Lev Shlosberg (C), attends the Yabloko party congress in Moscow, 9 December 2023. Photo: EPA-EFE / YURI KOCHETKOV
Russian opposition politician Lev Shlosberg has published a letter written by the families of those trapped inside a boarding school in Sudzha that was struck by a Russian aerial bomb on Saturday, in which they warn that a lack of specialist equipment in the Ukrainian-occupied Russian town means that rescue efforts are likely to come to nothing.
The authors of the letter said that around 100 people who had lost their homes in the fighting between Russian and Ukrainian forces in the Kursk region were now trapped under the rubble of the school, and that neither the Ukrainian nor the Russian side was currently equipped to rescue them.
The situation in Sudzha had become so bad in recent days due to the intense fighting between the Armed Forces of Ukraine (AFU) and Russian troops attempting to recapture occupied areas of the Kursk region, that their relatives had given up believing they would survive, and had even been prepared “to walk to the border with white sheets just to save themselves”, their families wrote.
Accusing the authorities of ignoring the plight of those trapped under the rubble of the boarding school, the authors demanded to know what their relatives had done to deserve such treatment and said that specialist equipment and medical assistance, neither of which were currently available, would be needed in order to reach those trapped in the ruins of the school.
Shlosberg, who heads the liberal Yabloko party in the western Russian city of Pskov and has had frequent had run ins with the Russian police, called on the authorities to open a humanitarian corridor between the Ukrainian-occupied town of Sudzha and the nearby Ukrainian region of Sumy to allow civilians to reach safety easily.

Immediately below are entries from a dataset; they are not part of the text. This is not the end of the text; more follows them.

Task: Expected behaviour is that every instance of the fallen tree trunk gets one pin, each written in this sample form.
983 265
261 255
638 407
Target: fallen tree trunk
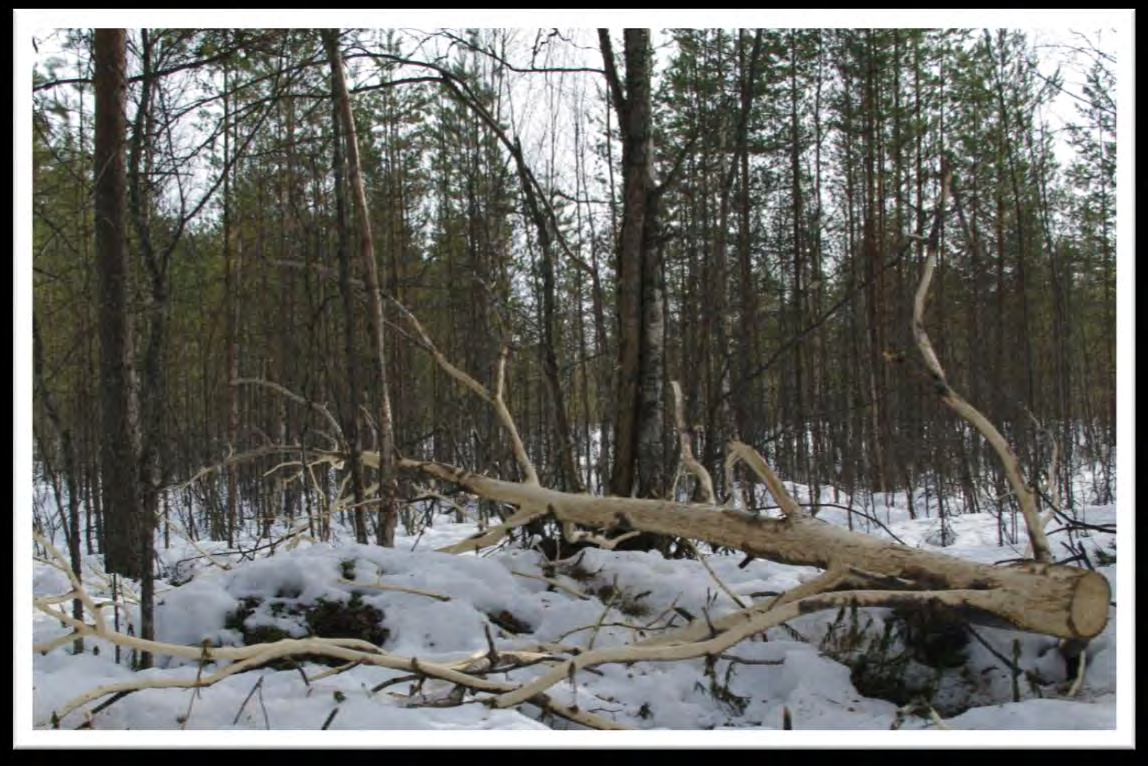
1060 601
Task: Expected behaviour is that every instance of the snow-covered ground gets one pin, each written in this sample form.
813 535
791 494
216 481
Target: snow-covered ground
449 605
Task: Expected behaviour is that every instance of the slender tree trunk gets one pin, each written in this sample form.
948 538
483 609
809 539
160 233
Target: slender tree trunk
640 422
125 515
350 415
387 469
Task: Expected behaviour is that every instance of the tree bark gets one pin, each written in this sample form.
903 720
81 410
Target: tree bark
387 478
121 441
640 419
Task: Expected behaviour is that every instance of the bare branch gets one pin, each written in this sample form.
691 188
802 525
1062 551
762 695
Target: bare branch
1024 494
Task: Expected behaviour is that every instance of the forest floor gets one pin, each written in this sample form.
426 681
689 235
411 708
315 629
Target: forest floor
848 671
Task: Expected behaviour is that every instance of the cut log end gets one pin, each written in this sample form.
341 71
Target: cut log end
1088 613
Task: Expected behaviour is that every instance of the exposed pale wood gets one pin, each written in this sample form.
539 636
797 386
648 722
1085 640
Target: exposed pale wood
751 457
689 461
1053 600
1024 494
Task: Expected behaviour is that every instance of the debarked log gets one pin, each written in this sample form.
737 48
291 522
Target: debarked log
1054 600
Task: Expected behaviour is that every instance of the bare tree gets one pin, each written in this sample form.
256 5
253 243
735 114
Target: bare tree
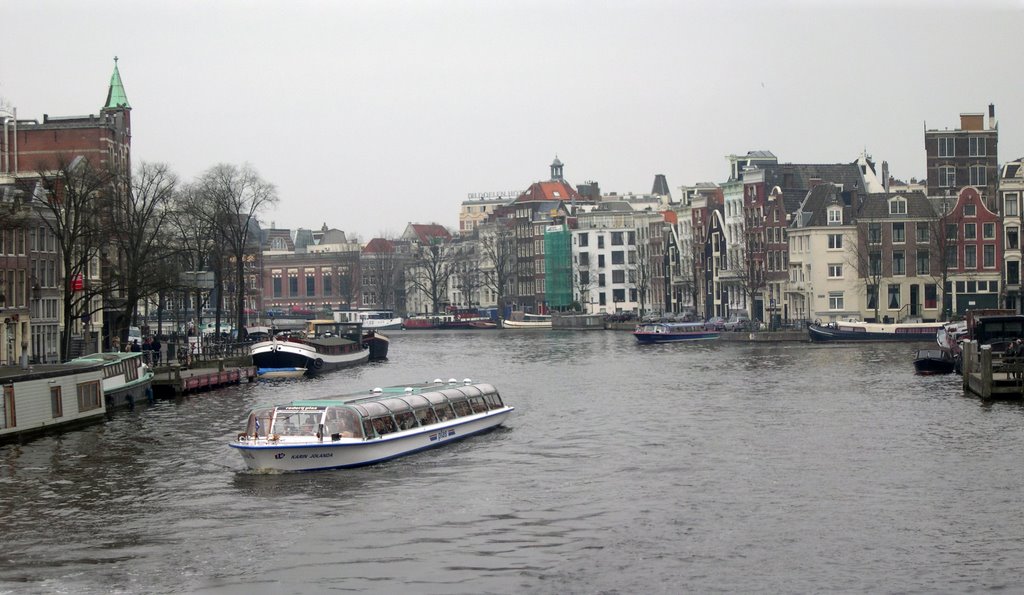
498 253
139 214
76 201
431 268
239 195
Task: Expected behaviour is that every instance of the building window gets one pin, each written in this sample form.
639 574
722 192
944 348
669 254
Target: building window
875 232
988 255
951 255
56 407
924 234
978 175
88 396
875 263
946 146
7 417
899 232
924 262
947 176
899 262
894 297
1011 205
976 145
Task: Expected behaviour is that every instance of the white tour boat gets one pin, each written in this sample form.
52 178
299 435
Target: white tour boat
368 427
524 321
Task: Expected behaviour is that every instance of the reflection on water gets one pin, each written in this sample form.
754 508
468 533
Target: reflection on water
677 467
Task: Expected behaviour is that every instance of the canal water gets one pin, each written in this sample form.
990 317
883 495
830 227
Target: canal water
711 467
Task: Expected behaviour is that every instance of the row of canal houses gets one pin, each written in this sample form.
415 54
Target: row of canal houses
779 241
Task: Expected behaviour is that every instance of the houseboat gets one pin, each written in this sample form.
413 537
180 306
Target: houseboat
861 331
324 346
368 427
371 320
127 379
671 332
46 398
524 321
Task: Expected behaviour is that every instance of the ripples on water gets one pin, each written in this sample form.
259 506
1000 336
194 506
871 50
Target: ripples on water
664 468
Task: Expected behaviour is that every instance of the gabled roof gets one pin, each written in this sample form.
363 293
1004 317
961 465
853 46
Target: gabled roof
549 190
876 206
797 179
426 232
378 246
813 211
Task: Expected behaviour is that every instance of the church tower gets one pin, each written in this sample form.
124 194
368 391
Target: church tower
556 170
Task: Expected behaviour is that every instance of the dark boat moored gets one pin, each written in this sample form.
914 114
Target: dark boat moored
934 362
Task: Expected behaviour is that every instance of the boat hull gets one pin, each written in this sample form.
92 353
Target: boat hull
647 338
822 333
293 354
357 453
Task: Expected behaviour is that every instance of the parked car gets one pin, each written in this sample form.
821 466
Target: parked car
715 324
737 323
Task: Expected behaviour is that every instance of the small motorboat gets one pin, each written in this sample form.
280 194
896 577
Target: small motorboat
934 362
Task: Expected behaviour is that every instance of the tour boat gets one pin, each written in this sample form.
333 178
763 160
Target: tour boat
368 427
325 346
524 321
669 332
860 331
127 379
371 320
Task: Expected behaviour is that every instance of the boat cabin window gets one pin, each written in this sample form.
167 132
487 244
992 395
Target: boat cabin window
343 423
259 422
297 421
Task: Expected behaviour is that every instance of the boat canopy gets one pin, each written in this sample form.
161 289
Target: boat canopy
374 415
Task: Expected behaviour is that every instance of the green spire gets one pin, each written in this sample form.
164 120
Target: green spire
116 96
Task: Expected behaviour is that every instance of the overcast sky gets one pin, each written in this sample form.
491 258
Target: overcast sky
368 116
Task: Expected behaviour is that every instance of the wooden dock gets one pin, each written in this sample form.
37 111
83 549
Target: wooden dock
990 376
174 380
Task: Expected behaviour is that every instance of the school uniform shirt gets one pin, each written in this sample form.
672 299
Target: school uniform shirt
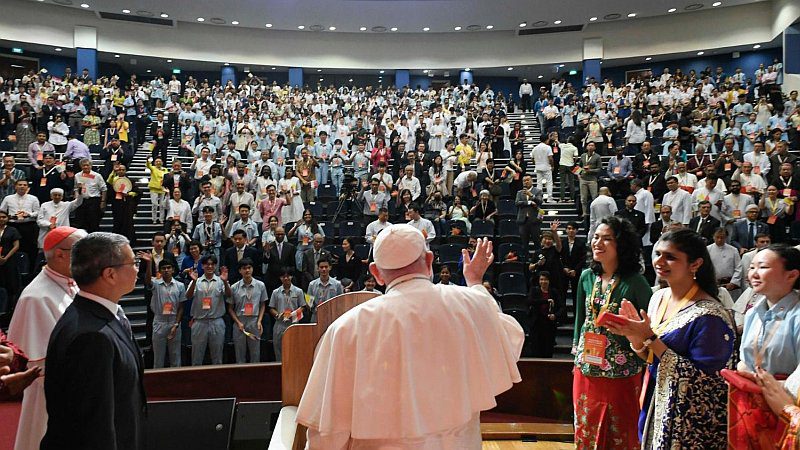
209 298
166 298
248 298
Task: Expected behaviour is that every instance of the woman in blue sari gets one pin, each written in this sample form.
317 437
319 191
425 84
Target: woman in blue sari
687 337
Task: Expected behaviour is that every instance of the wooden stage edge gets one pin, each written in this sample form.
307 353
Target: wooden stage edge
559 432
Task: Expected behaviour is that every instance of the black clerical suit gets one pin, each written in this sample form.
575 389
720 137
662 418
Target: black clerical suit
94 383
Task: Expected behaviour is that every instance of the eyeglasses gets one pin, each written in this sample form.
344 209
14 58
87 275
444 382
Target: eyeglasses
134 263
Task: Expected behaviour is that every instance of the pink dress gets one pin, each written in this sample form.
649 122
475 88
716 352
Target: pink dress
268 208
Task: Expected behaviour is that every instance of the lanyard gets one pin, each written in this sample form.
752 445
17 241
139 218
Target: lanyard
759 350
660 323
605 298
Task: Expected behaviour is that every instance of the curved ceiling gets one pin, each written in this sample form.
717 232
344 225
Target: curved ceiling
400 16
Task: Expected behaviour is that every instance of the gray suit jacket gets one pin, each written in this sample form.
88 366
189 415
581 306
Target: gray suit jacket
527 212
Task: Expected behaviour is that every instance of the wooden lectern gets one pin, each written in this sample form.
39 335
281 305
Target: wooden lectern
298 346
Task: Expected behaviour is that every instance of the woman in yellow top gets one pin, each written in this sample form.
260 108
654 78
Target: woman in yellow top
157 192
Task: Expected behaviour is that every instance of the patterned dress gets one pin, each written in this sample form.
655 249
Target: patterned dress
606 383
685 404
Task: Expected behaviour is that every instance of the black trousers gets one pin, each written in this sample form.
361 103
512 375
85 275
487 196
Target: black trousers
29 242
530 231
88 215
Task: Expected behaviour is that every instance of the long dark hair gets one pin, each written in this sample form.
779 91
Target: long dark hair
790 257
629 247
693 245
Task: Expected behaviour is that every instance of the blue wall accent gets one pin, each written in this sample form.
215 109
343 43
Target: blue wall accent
464 75
748 61
296 76
591 69
227 73
791 49
86 59
402 78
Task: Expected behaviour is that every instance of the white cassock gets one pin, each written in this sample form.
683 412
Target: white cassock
40 306
411 369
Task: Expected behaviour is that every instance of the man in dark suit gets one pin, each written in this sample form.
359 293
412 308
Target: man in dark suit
277 256
94 390
655 182
745 230
704 224
661 224
310 259
240 250
573 256
634 216
527 202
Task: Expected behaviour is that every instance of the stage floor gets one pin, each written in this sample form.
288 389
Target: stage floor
519 445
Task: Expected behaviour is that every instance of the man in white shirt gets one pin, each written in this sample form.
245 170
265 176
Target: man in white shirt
603 206
38 309
724 257
410 182
679 200
400 412
375 227
542 156
646 204
422 224
56 212
567 160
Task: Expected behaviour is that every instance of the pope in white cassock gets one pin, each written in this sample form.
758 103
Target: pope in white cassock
414 367
40 306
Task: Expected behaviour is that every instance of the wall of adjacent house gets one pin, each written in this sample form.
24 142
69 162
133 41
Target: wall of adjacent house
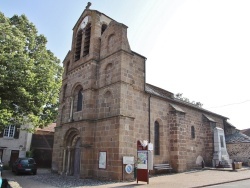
21 144
239 152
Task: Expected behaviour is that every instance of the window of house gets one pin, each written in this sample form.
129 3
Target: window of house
87 40
78 45
79 100
157 139
9 131
104 26
192 132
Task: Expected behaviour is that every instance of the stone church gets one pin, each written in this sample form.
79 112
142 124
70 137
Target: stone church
106 106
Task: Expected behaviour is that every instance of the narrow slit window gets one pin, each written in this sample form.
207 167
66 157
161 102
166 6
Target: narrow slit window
79 100
157 139
192 132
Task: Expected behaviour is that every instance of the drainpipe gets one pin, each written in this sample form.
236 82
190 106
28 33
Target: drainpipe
149 118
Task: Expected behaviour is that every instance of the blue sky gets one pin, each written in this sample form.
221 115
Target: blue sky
198 48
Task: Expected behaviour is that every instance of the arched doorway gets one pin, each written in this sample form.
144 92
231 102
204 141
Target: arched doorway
77 156
72 152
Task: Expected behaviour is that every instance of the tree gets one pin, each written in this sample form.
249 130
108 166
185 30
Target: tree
30 75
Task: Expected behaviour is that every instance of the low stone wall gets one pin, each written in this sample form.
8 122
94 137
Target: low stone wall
239 152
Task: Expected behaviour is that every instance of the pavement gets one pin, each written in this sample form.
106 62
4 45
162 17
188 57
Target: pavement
192 179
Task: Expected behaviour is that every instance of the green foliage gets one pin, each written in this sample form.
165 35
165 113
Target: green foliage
30 153
30 75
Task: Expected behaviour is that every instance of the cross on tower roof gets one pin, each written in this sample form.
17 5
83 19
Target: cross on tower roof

At least six were killed and dozens more were injured when a Russian aerial bomb struck a boarding school in the Ukrainian-occupied city of Sudzha in Russia’s western Kursk region on Saturday evening, according to to Kursk activist Vladimir Sinelnikov.
The boarding school was being used to shelter civilians awaiting evacuation from the embattled Kursk region, many of whom were elderly and unwell, according Sinelnikov, who first reported the news of the deadly strike.